曹性在這次大戰中的收穫也不小,他殺的人雖然沒有顏良那麼多,但如果單計算斬殺的高級將領,顏良絕對不會是曹性的對手。他曹性看來,殺掉一個敵將,比殺死一百個胡人都有效。
輕輕的擦拭着手中的長槍,曹性冷冷的注視着戰場。他們已經把所有的部隊都投了進去,現在比的就是耐力了。不過連續奔馳的秦軍顯然觸於劣勢。再這樣下去,怕是堅持不了多久了。槍頭上的血污終於被擦去了,槍頭很亮,銀亮亮的,有些刺人的眼。冷冷的看了一眼混戰成一團的部隊,他的眼中閃過了一絲決絕。也許這是自己最後一次戰爭吧!不過這又如何?殺人者恆殺之。既然上了戰場,就要有殺人和被殺的覺悟。他看了一眼顏良,淡淡的道:“將軍,看來我們等不到各路兵馬了。我們的士兵,最多維持半個時辰。您先撤吧,我殿後。”

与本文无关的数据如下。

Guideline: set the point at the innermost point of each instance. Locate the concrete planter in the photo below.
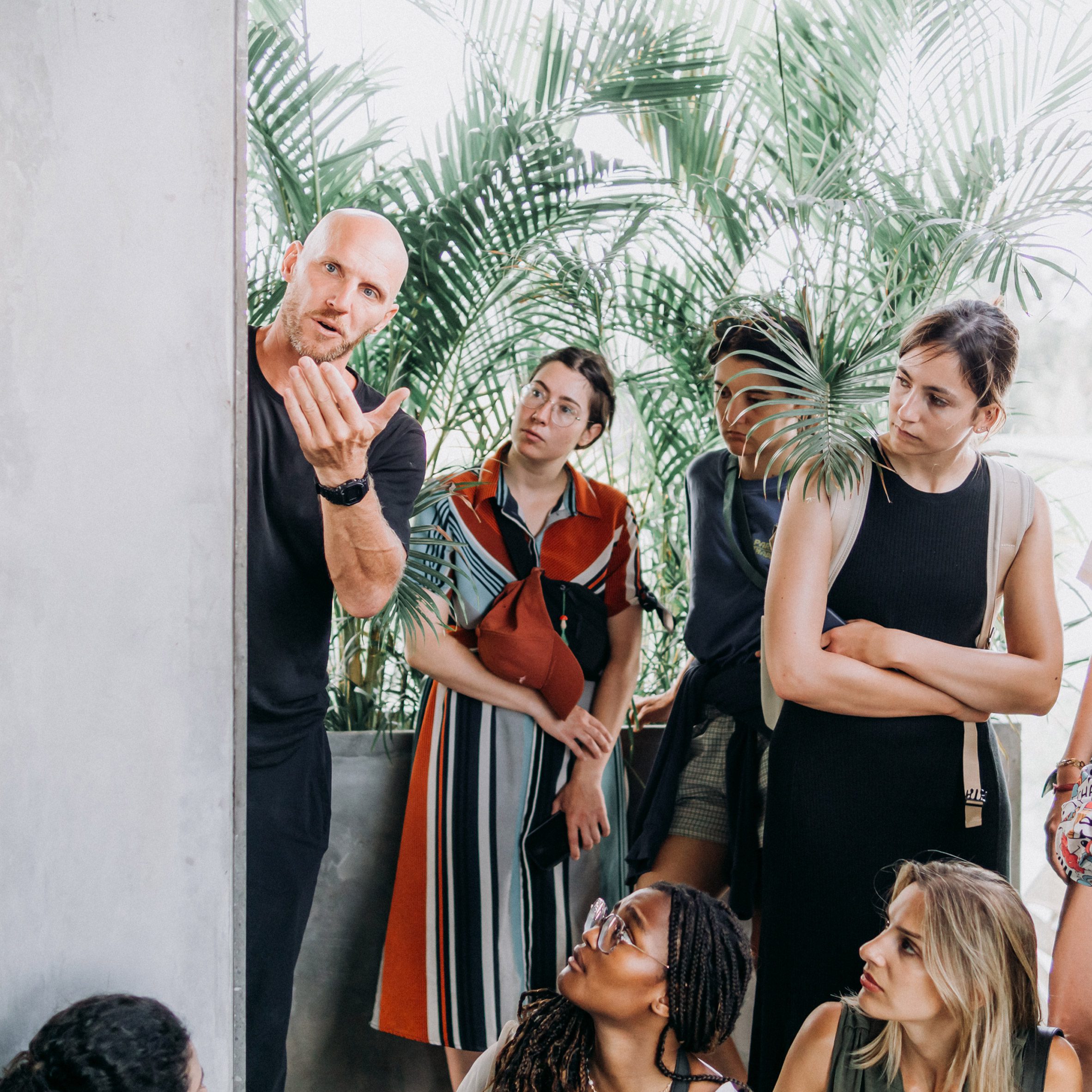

顏良看了一眼曹性,微微一笑道:“你哪裡都好,只不過卻乏那種必勝的勇氣,沒有武將那種一往無前的勁頭。誰說我們敗了?秦軍不敗。只要我們還有一個人活在戰場上,那就沒有失敗。”說完,他看了一眼戰場,冷笑道:“我們累,胡人同樣也累。堂堂大秦帝國的精銳,難道還不是一羣雜兵的對手嗎?”說罷,他舉起寶刀,高呼道:“大秦不敗!”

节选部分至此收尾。